Synthesizing Missing PET from MRI with Cycle-consistent Generative Adversarial Networks for Alzheimer’s Disease Diagnosis

Yongsheng Pan 1,2, Mingxia Liu 2, Chunfeng Lian 2, Tao Zhou 2, Yong Xia 1, Dinggang Shen 2
PMCID: PMC8336606  NIHMSID: NIHMS1684681  PMID: 34355223

Abstract

Multi-modal neuroimages (e.g., MRI and PET) have been widely used for diagnosis of brain diseases such as Alzheimer’s disease (AD) by providing complementary information. However, in practice, it is unavoidable to have missing data, i.e., missing PET data for many subjects in the ADNI dataset. A straightforward strategy to tackle this challenge is to simply discard subjects with missing PET, but this will significantly reduce the number of training subjects for learning reliable diagnostic models. On the other hand, since different modalities (i.e., MRI and PET) were acquired from the same subject, there often exist underlying relevance between different modalities. Accordingly, we propose a two-stage deep learning framework for AD diagnosis using both MRI and PET data. Specifically, in the first stage, we impute missing PET data based on their corresponding MRI data by using 3D Cycle-consistent Generative Adversarial Networks (3D-cGAN) to capture their underlying relationship. In the second stage, with the complete MRI and PET (i.e., after imputation for the case of missing PET), we develop a deep multi-instance neural network for AD diagnosis and also mild cognitive impairment (MCI) conversion prediction. Experimental results on subjects from ADNI demonstrate that our synthesized PET images with 3D-cGAN are reasonable, and also our two-stage deep learning method outperforms the state-of-the-art methods in AD diagnosis.

1. Introduction

Structural magnetic resonance imaging (MRI) and positron emission tomography (PET) have been widely used for diagnosis of Alzheimer’s disease (AD) as well as prediction of mild cognitive impairment (MCI) conversion to AD. Recent studies have shown that MRI and PET contain complementary information for improving the performance of AD diagnosis [1,2].

A common challenge in multi-modal studies is the missing data problem [3,4]. For example, in clinical practice, subjects who are willing to be scanned by MRI may reject PET scans, due to high cost of PET scanning or other issues such as concern of radioactive exposure. In the baseline Alzheimer’s Disease Neuroimaging Initiative (ADNI-1) database, only approximately half of subjects have PET scans, although all 821 subjects have MRI data. Previous studies usually tackle this challenge by simply discarding subjects without PET data [5]. However, such simple strategy will significantly reduce the number of training subjects for learning the reliable models, thus degrading the diagnosis performance.

To fully utilize all available data, a more reasonable strategy is to impute the missing PET data, rather than simply discarding subjects with missing PET data. Although many data imputing methods have been proposed in the literature [3], most of them focus on imputing missing feature values that are defined by experts for representing PET. Note that, if these hand-crafted features are not discriminative for AD diagnosis (i.e., identifying AD patients from healthy controls (HCs)), the effect of imputing these missing features will be very limited in promoting the learning performance. Therefore, in this work, we focus on imputing missing PET images, rather than hand-crafted PET features.

Recently, the cycle-consistent generative adversarial network (cGAN) [6] has been successfully applied to learning the bi-directional mappings between relevant image domains. Since MR and PET images scanned from the same subjects have underlying relevance, we resort to cGAN to learn bi-directional mappings between MRI and PET, through which missing PET scan can be then synthesized based on its corresponding MRI scan.
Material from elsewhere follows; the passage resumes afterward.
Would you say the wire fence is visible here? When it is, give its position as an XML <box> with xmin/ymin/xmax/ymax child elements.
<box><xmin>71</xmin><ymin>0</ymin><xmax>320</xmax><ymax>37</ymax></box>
Specifically, we propose a two-stage deep learning framework to employ all available MRI and PET for AD diagnosis, with the schematic illustration shown in Fig. 1. In the first stage, we impute the missing PET images by learning bi-directional mappings between MRI and PET via 3D-cGAN. In the second stage, based on the complete MRI and PET (i.e., after imputation), we develop a landmark-based multi-modal multi-instance learning method (LM3IL) for AD diagnosis, by learning MRI and PET features automatically in a data-driven manner. To the best of our knowledge, this is one of the first attempt to impute 3D PET images using deep learning with cycle-consistent loss in the domain of computer-aided brain disease diagnosis.

Fig. 1.

Fig. 1.

Proposed two-stage deep learning framework for brain disease classification with MRI and possibly incomplete PET data. Stage (1): MRI-based PET image synthesis via 3D-cGAN; Stage (2): Landmark-based multi-modal multi-instance learning (LM3IL).

2. Method

Problem Formulation:

Assume {XMi,XPi}i=1N is a set consisting of N subjects, where XMiXM and XPiXP are, respectively, the MRI and PET data for the ith subject. A multi-modal diagnosis model can then be formulated as y^i=F(XMi,XPi), where y^i is the predicted label (e.g., AD/HC) for the ith subject. However, when the ith subject does not have PET data (i.e., XPi is missing), the model F(XMi,) cannot be executed. An intuitive way to address this issue is to use data imputation, e.g., to predict a virtual X^Pi using XMi, considering their underlying relevance. Letting X^Pi=G(XMi) denoting data imputation with the mapping function G, the diagnosis model can then be formulated as

y^i=F(XMi,XPi)F(XMi,G(XMi)). (1)

Therefore, there are two sequential tasks in the multi-modal diagnosis framework based on incomplete data, i.e., (1) learning a reliable mapping function G for missing data imputation, and (2) learning a classification model F to effectively combine complementary information from multi-modal data for AD diagnosis. To deal with the above two tasks sequentially, we propose a two-stage deep learning framework, consisting of two cascaded networks (i.e., 3D-cGAN and LM3IL as shown in Fig. 1), with the details given below.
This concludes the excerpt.